Wake quick! she cries.

She pinches my arm—hard, sharp. It really hurts. And then I’m sitting up in my bed.

5

“And did you have a bruise on your arm from where she pinched you?” Jilly asked.

Sophie shook her head and smiled. Trust Jilly. Who else was always looking for the magic in a situation?

“Of course not,” she said. “It was just a dream.”

“But…”

“Wait,” Sophie said. “There’s more.”

Something suddenly hopped onto the wall between them and they both started, until they realized it was only a cat.

“Silly puss,” Sophie said as it walked towards her and began to butt its head against her arm. She gave it a pat.

6

The next night I’m standing by my window, looking out at the street, when I hear movement behind me. I turn and it isn’t my apartment anymore. It’s like the inside of an old barn, heaped up with straw in a big tidy pile against one wall. There’s a lit lantern swinging from a low rafter beam, a dusty but pleasant smell in the air, a cow or maybe a horse making some kind of nickering sound in a stall at the far end.

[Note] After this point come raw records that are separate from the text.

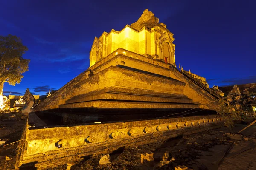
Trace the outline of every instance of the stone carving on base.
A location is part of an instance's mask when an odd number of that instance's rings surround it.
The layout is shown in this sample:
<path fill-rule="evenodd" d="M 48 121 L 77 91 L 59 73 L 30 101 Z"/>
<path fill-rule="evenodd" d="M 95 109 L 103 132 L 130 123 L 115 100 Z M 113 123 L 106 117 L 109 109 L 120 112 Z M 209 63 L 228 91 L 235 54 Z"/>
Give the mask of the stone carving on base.
<path fill-rule="evenodd" d="M 25 105 L 21 109 L 21 112 L 25 115 L 28 115 L 31 112 L 31 109 L 34 106 L 35 98 L 33 94 L 29 91 L 29 89 L 27 88 L 25 93 L 23 101 L 25 102 Z"/>

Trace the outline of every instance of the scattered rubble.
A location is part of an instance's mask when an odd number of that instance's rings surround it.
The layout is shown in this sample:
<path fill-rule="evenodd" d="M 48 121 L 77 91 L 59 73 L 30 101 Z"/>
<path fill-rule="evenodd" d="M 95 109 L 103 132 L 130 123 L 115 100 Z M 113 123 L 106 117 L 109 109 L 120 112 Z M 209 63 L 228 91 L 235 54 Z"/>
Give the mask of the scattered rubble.
<path fill-rule="evenodd" d="M 70 170 L 71 169 L 72 166 L 74 165 L 75 164 L 72 162 L 68 162 L 67 164 L 67 170 Z"/>
<path fill-rule="evenodd" d="M 4 145 L 5 144 L 5 142 L 6 142 L 5 141 L 2 141 L 1 139 L 0 139 L 0 146 Z"/>
<path fill-rule="evenodd" d="M 109 154 L 104 155 L 99 160 L 99 164 L 110 164 L 110 156 Z"/>
<path fill-rule="evenodd" d="M 141 163 L 149 167 L 153 166 L 154 164 L 153 156 L 154 153 L 151 152 L 140 154 Z"/>
<path fill-rule="evenodd" d="M 227 135 L 227 137 L 233 139 L 241 141 L 243 138 L 243 135 L 242 135 L 230 133 L 227 133 L 226 134 Z"/>

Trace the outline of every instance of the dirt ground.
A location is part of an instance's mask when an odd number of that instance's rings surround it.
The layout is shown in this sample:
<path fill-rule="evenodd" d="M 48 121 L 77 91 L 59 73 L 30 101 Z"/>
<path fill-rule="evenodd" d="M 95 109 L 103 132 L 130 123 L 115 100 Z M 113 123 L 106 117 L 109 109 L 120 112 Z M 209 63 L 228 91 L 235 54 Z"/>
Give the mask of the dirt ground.
<path fill-rule="evenodd" d="M 0 120 L 0 139 L 5 140 L 6 144 L 20 139 L 24 128 L 24 120 L 15 121 L 13 115 L 9 114 L 5 119 Z M 245 127 L 245 125 L 236 125 L 234 132 Z M 256 170 L 256 125 L 244 130 L 243 135 L 249 137 L 248 141 L 232 139 L 227 136 L 230 132 L 225 128 L 207 130 L 200 133 L 159 141 L 154 143 L 132 147 L 121 148 L 110 153 L 111 164 L 100 165 L 103 155 L 84 158 L 80 162 L 74 162 L 72 169 L 78 170 L 174 170 L 174 166 L 184 165 L 196 170 Z M 231 146 L 228 153 L 225 155 Z M 13 169 L 16 162 L 17 144 L 6 147 L 0 146 L 0 170 Z M 248 150 L 238 155 L 243 150 Z M 163 160 L 166 151 L 170 157 Z M 149 167 L 140 163 L 140 154 L 154 153 L 154 165 Z M 5 156 L 11 159 L 6 160 Z M 171 161 L 172 157 L 175 161 Z M 224 158 L 223 158 L 224 157 Z M 67 165 L 48 170 L 65 170 Z"/>

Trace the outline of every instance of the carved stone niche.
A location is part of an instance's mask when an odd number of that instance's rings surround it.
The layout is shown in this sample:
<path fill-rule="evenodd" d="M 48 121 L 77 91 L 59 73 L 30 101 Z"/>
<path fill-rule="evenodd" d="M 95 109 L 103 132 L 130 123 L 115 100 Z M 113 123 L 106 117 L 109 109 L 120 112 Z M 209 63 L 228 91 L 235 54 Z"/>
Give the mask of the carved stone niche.
<path fill-rule="evenodd" d="M 88 136 L 84 139 L 84 142 L 85 142 L 87 143 L 92 143 L 95 142 L 96 140 L 95 139 L 91 136 Z"/>
<path fill-rule="evenodd" d="M 109 138 L 110 139 L 118 139 L 126 137 L 125 134 L 122 132 L 119 131 L 117 131 L 111 133 L 109 135 Z"/>
<path fill-rule="evenodd" d="M 143 130 L 144 132 L 146 133 L 149 133 L 152 132 L 155 132 L 157 131 L 157 127 L 156 127 L 155 126 L 146 127 Z"/>
<path fill-rule="evenodd" d="M 161 125 L 157 128 L 158 131 L 167 130 L 168 130 L 168 124 Z"/>
<path fill-rule="evenodd" d="M 99 39 L 96 37 L 90 52 L 90 66 L 93 65 L 99 62 L 102 57 L 102 44 Z"/>
<path fill-rule="evenodd" d="M 134 129 L 130 129 L 127 134 L 129 136 L 139 135 L 143 134 L 143 129 L 141 128 L 137 128 Z"/>

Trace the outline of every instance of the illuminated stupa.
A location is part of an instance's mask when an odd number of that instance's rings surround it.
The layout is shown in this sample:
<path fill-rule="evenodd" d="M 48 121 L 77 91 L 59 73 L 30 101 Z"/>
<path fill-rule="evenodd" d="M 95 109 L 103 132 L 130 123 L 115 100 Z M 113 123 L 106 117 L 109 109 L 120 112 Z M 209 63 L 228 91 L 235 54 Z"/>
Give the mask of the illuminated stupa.
<path fill-rule="evenodd" d="M 102 115 L 127 113 L 126 119 L 131 114 L 155 117 L 192 108 L 213 109 L 216 96 L 176 68 L 173 36 L 148 9 L 122 30 L 104 32 L 94 39 L 88 69 L 33 111 L 59 115 L 72 110 L 95 116 L 88 119 L 105 120 Z"/>

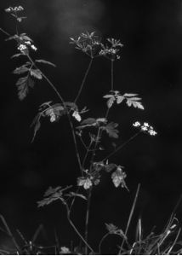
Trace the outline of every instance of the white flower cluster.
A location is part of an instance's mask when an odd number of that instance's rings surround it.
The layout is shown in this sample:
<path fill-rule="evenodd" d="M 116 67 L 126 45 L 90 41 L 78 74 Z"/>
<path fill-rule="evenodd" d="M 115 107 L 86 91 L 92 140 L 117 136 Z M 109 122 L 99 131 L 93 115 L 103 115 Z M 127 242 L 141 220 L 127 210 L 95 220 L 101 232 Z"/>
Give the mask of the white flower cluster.
<path fill-rule="evenodd" d="M 136 121 L 133 124 L 133 126 L 139 127 L 141 131 L 148 132 L 151 136 L 156 135 L 156 131 L 154 131 L 154 128 L 146 122 L 141 125 L 139 121 Z"/>
<path fill-rule="evenodd" d="M 105 48 L 100 51 L 100 55 L 106 56 L 106 55 L 116 55 L 117 59 L 120 59 L 120 55 L 117 55 L 118 49 L 114 48 Z"/>
<path fill-rule="evenodd" d="M 28 49 L 28 46 L 30 46 L 33 50 L 37 50 L 37 48 L 31 44 L 31 41 L 25 41 L 24 44 L 20 44 L 18 47 L 18 49 L 22 53 L 25 54 L 25 50 Z"/>
<path fill-rule="evenodd" d="M 7 8 L 7 9 L 5 9 L 5 12 L 7 12 L 7 13 L 12 13 L 12 12 L 20 12 L 20 11 L 22 11 L 22 10 L 24 10 L 24 8 L 22 7 L 22 6 L 15 6 L 14 8 L 13 8 L 13 7 L 9 7 L 9 8 Z"/>
<path fill-rule="evenodd" d="M 92 187 L 93 183 L 90 178 L 78 178 L 77 180 L 77 185 L 79 187 L 83 187 L 85 189 L 88 189 Z"/>
<path fill-rule="evenodd" d="M 77 111 L 74 111 L 72 113 L 72 116 L 76 119 L 76 120 L 77 120 L 78 122 L 81 122 L 82 118 Z"/>

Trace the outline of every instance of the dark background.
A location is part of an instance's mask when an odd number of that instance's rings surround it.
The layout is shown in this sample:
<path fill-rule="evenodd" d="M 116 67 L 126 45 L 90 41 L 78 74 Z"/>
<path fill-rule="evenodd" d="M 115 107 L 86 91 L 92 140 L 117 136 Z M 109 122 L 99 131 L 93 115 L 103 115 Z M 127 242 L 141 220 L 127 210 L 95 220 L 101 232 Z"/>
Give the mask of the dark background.
<path fill-rule="evenodd" d="M 43 70 L 67 101 L 74 99 L 89 61 L 69 44 L 70 37 L 96 31 L 103 39 L 113 37 L 124 44 L 122 59 L 115 65 L 114 86 L 122 93 L 139 93 L 145 111 L 125 106 L 111 110 L 111 120 L 121 127 L 117 143 L 134 135 L 132 123 L 138 119 L 148 121 L 158 134 L 156 137 L 142 134 L 111 158 L 125 166 L 130 192 L 116 189 L 109 176 L 103 177 L 93 195 L 90 240 L 95 246 L 95 240 L 105 232 L 105 223 L 125 228 L 139 183 L 141 189 L 134 218 L 141 214 L 145 234 L 154 225 L 160 231 L 182 190 L 182 2 L 3 0 L 0 27 L 12 34 L 14 22 L 3 9 L 18 5 L 26 9 L 28 17 L 20 29 L 34 39 L 38 48 L 35 56 L 56 64 L 56 69 L 43 67 Z M 37 207 L 48 186 L 75 183 L 79 175 L 70 130 L 65 119 L 57 124 L 43 120 L 31 143 L 33 131 L 30 125 L 38 106 L 58 99 L 42 80 L 24 102 L 19 101 L 17 77 L 12 71 L 20 61 L 10 60 L 16 53 L 15 44 L 4 42 L 5 38 L 1 33 L 0 213 L 14 232 L 19 229 L 27 240 L 43 224 L 43 234 L 39 237 L 43 242 L 53 244 L 56 230 L 61 244 L 70 246 L 69 236 L 73 238 L 74 235 L 62 206 Z M 101 117 L 105 111 L 102 96 L 110 90 L 110 62 L 95 61 L 85 86 L 80 108 L 86 105 L 90 116 Z M 72 214 L 80 230 L 82 210 L 79 201 Z M 181 210 L 179 207 L 177 211 L 179 220 Z M 9 242 L 3 236 L 1 243 Z"/>

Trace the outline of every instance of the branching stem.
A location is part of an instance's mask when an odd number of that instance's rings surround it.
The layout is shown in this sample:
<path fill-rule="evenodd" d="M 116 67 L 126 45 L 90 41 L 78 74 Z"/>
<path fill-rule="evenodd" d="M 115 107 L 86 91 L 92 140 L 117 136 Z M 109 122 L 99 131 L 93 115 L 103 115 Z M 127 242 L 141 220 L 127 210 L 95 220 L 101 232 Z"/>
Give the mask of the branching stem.
<path fill-rule="evenodd" d="M 88 73 L 89 73 L 90 67 L 91 67 L 91 66 L 92 66 L 93 59 L 94 59 L 93 57 L 90 57 L 89 64 L 88 64 L 88 68 L 87 68 L 87 70 L 86 70 L 86 72 L 85 72 L 85 74 L 84 74 L 84 77 L 83 77 L 82 84 L 81 84 L 80 89 L 79 89 L 79 90 L 78 90 L 78 93 L 77 93 L 77 96 L 76 96 L 76 98 L 75 98 L 75 100 L 74 100 L 74 103 L 77 103 L 77 100 L 78 100 L 78 98 L 79 98 L 79 96 L 80 96 L 80 95 L 81 95 L 81 93 L 82 93 L 83 85 L 84 85 L 84 84 L 85 84 L 86 79 L 87 79 L 87 77 L 88 77 Z"/>

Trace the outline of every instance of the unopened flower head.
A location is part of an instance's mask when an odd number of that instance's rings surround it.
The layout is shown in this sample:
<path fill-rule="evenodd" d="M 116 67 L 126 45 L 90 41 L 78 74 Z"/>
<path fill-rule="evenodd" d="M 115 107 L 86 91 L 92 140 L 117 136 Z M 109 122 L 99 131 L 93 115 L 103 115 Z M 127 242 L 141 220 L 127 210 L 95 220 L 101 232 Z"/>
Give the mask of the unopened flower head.
<path fill-rule="evenodd" d="M 74 111 L 72 113 L 72 116 L 78 121 L 80 122 L 82 120 L 81 115 L 77 111 Z"/>
<path fill-rule="evenodd" d="M 144 122 L 144 124 L 141 125 L 139 121 L 136 121 L 133 124 L 133 126 L 139 127 L 141 131 L 147 132 L 151 136 L 156 135 L 156 131 L 154 131 L 154 128 L 146 122 Z"/>
<path fill-rule="evenodd" d="M 136 121 L 135 123 L 133 124 L 133 126 L 134 127 L 139 127 L 141 125 L 139 121 Z"/>
<path fill-rule="evenodd" d="M 5 9 L 5 12 L 7 13 L 15 13 L 15 12 L 20 12 L 24 10 L 24 8 L 22 6 L 15 6 L 15 7 L 9 7 Z"/>
<path fill-rule="evenodd" d="M 68 247 L 60 247 L 60 254 L 70 254 L 71 253 L 71 251 Z"/>
<path fill-rule="evenodd" d="M 78 177 L 77 185 L 79 187 L 83 187 L 85 189 L 88 189 L 92 187 L 93 183 L 89 177 Z"/>
<path fill-rule="evenodd" d="M 18 49 L 22 53 L 22 54 L 25 54 L 25 50 L 27 49 L 27 46 L 26 44 L 20 44 L 19 47 L 18 47 Z"/>
<path fill-rule="evenodd" d="M 33 44 L 31 45 L 31 48 L 35 51 L 37 50 L 37 48 Z"/>

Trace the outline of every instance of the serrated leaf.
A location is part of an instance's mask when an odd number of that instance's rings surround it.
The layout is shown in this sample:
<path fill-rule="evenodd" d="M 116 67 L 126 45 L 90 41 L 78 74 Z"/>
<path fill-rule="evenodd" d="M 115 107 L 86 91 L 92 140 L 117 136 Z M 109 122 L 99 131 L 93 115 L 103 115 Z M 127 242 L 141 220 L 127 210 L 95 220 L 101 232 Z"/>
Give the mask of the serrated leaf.
<path fill-rule="evenodd" d="M 35 61 L 38 62 L 38 63 L 48 64 L 48 65 L 53 66 L 54 67 L 56 67 L 55 64 L 54 64 L 54 63 L 52 63 L 50 61 L 45 61 L 45 60 L 36 60 Z"/>
<path fill-rule="evenodd" d="M 43 75 L 42 75 L 42 72 L 39 69 L 31 69 L 30 70 L 30 73 L 32 77 L 37 79 L 43 79 Z"/>
<path fill-rule="evenodd" d="M 37 131 L 40 129 L 41 127 L 41 122 L 40 122 L 40 119 L 41 119 L 41 113 L 38 113 L 36 117 L 34 118 L 31 126 L 34 125 L 34 132 L 33 132 L 33 137 L 31 139 L 31 143 L 33 143 L 35 137 L 36 137 L 36 134 L 37 132 Z"/>
<path fill-rule="evenodd" d="M 116 129 L 117 126 L 118 124 L 111 122 L 104 127 L 104 130 L 105 130 L 109 137 L 113 138 L 118 138 L 119 131 Z"/>
<path fill-rule="evenodd" d="M 29 87 L 34 86 L 34 82 L 30 76 L 20 78 L 16 82 L 16 86 L 18 87 L 18 96 L 20 101 L 22 101 L 27 95 L 29 91 Z"/>

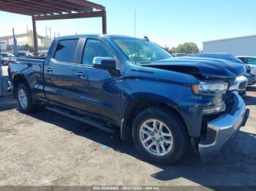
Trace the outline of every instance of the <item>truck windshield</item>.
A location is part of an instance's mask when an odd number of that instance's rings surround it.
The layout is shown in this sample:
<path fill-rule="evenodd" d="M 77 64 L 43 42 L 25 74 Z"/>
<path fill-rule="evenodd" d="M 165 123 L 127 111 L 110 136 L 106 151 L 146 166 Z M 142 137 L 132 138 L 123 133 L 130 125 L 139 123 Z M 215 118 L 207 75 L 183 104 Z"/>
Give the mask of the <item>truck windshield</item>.
<path fill-rule="evenodd" d="M 118 38 L 113 41 L 127 57 L 136 63 L 150 63 L 154 61 L 173 57 L 161 47 L 146 40 Z"/>

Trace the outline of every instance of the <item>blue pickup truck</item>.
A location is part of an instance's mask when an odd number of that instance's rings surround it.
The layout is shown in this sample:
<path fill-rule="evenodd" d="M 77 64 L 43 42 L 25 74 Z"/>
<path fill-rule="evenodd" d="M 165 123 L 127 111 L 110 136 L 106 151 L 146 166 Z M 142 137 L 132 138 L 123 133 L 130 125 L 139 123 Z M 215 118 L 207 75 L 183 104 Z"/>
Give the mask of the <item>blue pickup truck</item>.
<path fill-rule="evenodd" d="M 23 112 L 50 111 L 132 139 L 148 160 L 170 164 L 189 145 L 217 153 L 249 110 L 229 87 L 241 64 L 178 59 L 148 39 L 81 35 L 56 39 L 45 59 L 12 61 L 10 87 Z"/>

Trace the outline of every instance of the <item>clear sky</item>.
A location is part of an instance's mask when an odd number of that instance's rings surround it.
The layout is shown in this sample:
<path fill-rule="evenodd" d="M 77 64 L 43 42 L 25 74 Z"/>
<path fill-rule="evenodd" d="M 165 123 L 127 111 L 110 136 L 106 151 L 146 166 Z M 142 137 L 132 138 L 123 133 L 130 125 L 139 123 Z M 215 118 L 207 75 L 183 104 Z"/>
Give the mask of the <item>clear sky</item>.
<path fill-rule="evenodd" d="M 91 0 L 106 7 L 108 33 L 134 35 L 134 12 L 137 10 L 136 36 L 147 36 L 162 46 L 177 46 L 256 34 L 255 0 Z M 38 34 L 45 26 L 61 35 L 101 33 L 100 18 L 37 22 Z M 31 19 L 0 12 L 0 36 L 31 29 Z"/>

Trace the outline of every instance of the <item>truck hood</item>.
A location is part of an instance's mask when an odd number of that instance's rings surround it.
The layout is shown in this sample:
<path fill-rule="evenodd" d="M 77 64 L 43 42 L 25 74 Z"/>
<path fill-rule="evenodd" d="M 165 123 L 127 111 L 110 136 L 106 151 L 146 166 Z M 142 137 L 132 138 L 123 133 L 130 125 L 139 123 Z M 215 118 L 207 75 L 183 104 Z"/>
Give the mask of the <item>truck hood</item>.
<path fill-rule="evenodd" d="M 246 73 L 241 63 L 199 57 L 171 58 L 143 66 L 208 77 L 236 78 Z"/>

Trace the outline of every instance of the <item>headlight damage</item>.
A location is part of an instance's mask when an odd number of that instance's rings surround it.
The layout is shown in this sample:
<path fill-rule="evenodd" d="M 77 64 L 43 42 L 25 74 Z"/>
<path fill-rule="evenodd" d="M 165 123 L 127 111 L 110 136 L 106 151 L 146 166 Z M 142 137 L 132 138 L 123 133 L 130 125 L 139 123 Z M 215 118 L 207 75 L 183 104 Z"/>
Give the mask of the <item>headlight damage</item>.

And there’s a guy standing there in the lantern light, a half-dozen feet away from me, not doing anything, just looking at me. He’s drop dead gorgeous. Not too thin, not too muscle-bound. A friendly open face with a wide smile and eyes to kill for—long moody lashes, and the eyes are the colour of violets. His hair’s thick and dark, long in the back with a cowlick hanging down over his brow that I just want to reach out and brush back.

I’m sorry, he says. I didn’t mean to startle you.

That’s okay, I tell him.

And it is. I think maybe I’m already getting used to all the to-and-froing.

He smiles. My name’s Jeck Crow, he says.

I don’t know why, but all of a sudden I’m feeling a little weak in the knees.

Ah, who am I kidding? I know why.

What are you doing here? he asks.

I tell him I was standing in my apartment, looking for the moon, but then I remembered that I’d just seen the last quarter a few nights ago and I wouldn’t be able to see it tonight.

He nods. She’s drowning, he says, and then I remember the old woman from last night.

I look out the window and see the fens are out there. It’s dark and creepy and I can’t see the distant glow of the woman drowned in the pool from here the way I could last night. I shiver and Jeck comes over all concerned. He’s picked up a blanket that was hanging from one of the support beams and he lays it across my shoulders. He leaves his arm there, to keep it in place, and I don’t mind. I just sort of lean into him, like we’ve always been together. It’s weird. I’m feeling drowsy and safe and incredibly aroused, all at the same time.